When TTS is enabled and you’re chatting with an AI agent, the response is synthesized to audio in real time. As text streams in, sentences are detected at punctuation boundaries, queued for synthesis, and played back sequentially. This produces a natural conversational flow where the agent “speaks” its response as it’s being generated.

Voice Selection

Each agent can have a default voice configured. Voices follow the naming pattern {lang}{gender}_{name}:

Category	Examples
American Female	`af_heart`, `af_alloy`, `af_bella`, `af_nova`, `af_sky`
American Male	`am_echo`, `am_adam`, `am_liam`, `am_onyx`
British Female	`bf_emma`, `bf_lily`, `bf_alice`
British Male	`bm_george`, `bm_daniel`

You can change an agent’s voice in the chat settings.
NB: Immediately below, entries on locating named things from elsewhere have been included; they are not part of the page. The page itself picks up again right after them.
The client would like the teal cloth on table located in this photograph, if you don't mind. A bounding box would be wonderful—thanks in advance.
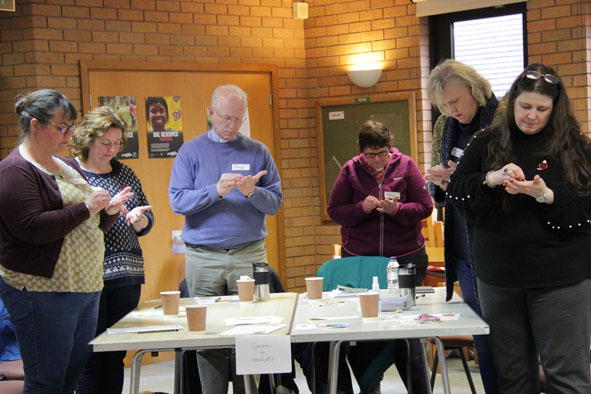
[316,256,390,291]
[316,256,394,393]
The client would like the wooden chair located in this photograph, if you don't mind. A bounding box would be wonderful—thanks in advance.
[429,282,478,394]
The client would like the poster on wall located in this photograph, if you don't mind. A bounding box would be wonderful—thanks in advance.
[99,96,139,160]
[146,96,183,158]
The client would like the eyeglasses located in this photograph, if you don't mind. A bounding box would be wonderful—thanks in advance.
[47,122,76,134]
[525,70,560,85]
[213,108,243,123]
[363,150,389,159]
[97,140,123,149]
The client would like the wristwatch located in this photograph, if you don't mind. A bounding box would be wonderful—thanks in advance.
[536,188,550,204]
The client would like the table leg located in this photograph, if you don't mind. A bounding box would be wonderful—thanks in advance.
[243,375,252,394]
[326,341,343,394]
[174,348,185,394]
[421,338,433,394]
[129,350,150,394]
[429,337,451,394]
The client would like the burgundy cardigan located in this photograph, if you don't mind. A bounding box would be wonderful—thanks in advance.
[0,147,119,278]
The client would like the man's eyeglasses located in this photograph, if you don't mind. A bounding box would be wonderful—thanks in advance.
[213,108,243,123]
[47,122,76,134]
[363,150,389,159]
[525,70,560,85]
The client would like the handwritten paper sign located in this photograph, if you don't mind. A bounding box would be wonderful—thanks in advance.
[236,335,291,375]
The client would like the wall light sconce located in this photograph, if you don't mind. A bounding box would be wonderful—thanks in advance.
[347,64,382,88]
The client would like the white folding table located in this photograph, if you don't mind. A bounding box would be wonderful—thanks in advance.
[291,288,489,394]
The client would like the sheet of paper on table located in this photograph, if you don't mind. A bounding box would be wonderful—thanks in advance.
[220,324,287,335]
[236,335,291,375]
[107,324,183,334]
[226,316,283,326]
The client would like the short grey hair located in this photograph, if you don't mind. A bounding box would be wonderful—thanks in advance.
[14,89,78,141]
[427,59,492,116]
[211,85,248,111]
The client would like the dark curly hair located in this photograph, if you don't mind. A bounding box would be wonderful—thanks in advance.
[487,63,591,195]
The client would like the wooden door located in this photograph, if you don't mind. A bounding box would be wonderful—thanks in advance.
[82,63,284,306]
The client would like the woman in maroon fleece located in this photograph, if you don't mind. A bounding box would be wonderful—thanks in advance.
[328,120,433,394]
[328,120,433,285]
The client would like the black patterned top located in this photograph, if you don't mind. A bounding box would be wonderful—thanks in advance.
[78,159,154,286]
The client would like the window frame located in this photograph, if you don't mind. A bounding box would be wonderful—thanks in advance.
[428,2,528,127]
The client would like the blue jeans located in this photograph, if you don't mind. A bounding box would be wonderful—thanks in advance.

The full voice list is available via the API at /tts/kokoro/voices.

Audio Formats

TTS supports multiple output formats:

Format	Description
`mp3`	Default, good quality and compression
`wav`	Uncompressed, lowest latency
`opus`	Excellent compression, good for streaming
`flac`	Lossless compression

Configure the default format via AI_TTS_DEFAULT_FORMAT in your .env.

Speech-to-Text (STT)

STT is powered by Whisper.cpp, running the whisper-large-v3-turbo model for fast and accurate transcription.

How It Works

STT uses voice activity detection (VAD) running in the browser via an ONNX model. When you activate voice input:

The browser listens for speech using the VAD model
When speech is detected, audio is captured
When speech ends (after a short grace period), the audio is sent to the Whisper server
The transcription is returned and inserted into the chat input

The microphone is intelligent — it waits for you to speak and automatically detects when you stop, rather than requiring push-to-talk.

Voice Conversation Mode

When both TTS and STT are enabled, you can activate voice conversation mode from the chat header. In this mode:

The agent speaks its response via TTS
While the agent is speaking, the microphone is paused (to avoid picking up the TTS audio)
After the agent finishes speaking, the microphone resumes listening
You speak your response, which is automatically transcribed and sent

This creates a natural back-and-forth conversation without touching the keyboard.

Configuration Reference

TTS Variables

Variable	Default	Description
`AI_TTS_ENABLED`	`false`	Enable text-to-speech
`AI_TTS_BASE_URL`	`http://kokoro:8880`	Kokoro API URL
`AI_TTS_DEFAULT_VOICE`	`af_heart`	Default voice ID
`AI_TTS_DEFAULT_FORMAT`	`mp3`	Audio output format
`AI_TTS_DEFAULT_SPEED`	`1.0`	Playback speed multiplier

STT Variables

Variable	Default	Description
`AI_STT_ENABLED`	`false`	Enable speech-to-text
`AI_STT_BASE_URL`	`http://whisper:8178`	Whisper API URL
`AI_STT_MODEL`	`whisper-large-v3-turbo`	Whisper model
`AI_STT_LANGUAGE`	`en`	Default transcription language

Hardware Requirements

Service	CPU	RAM	Disk
Kokoro (TTS)	1 core	~500 MB	~200 MB (model)
Whisper (STT)	1 core	~1 GB	~1.5 GB (model)

Both services run on CPU only. Synthesis latency for Kokoro is typically under 1 second per sentence. Whisper transcription takes 1-3 seconds depending on audio length.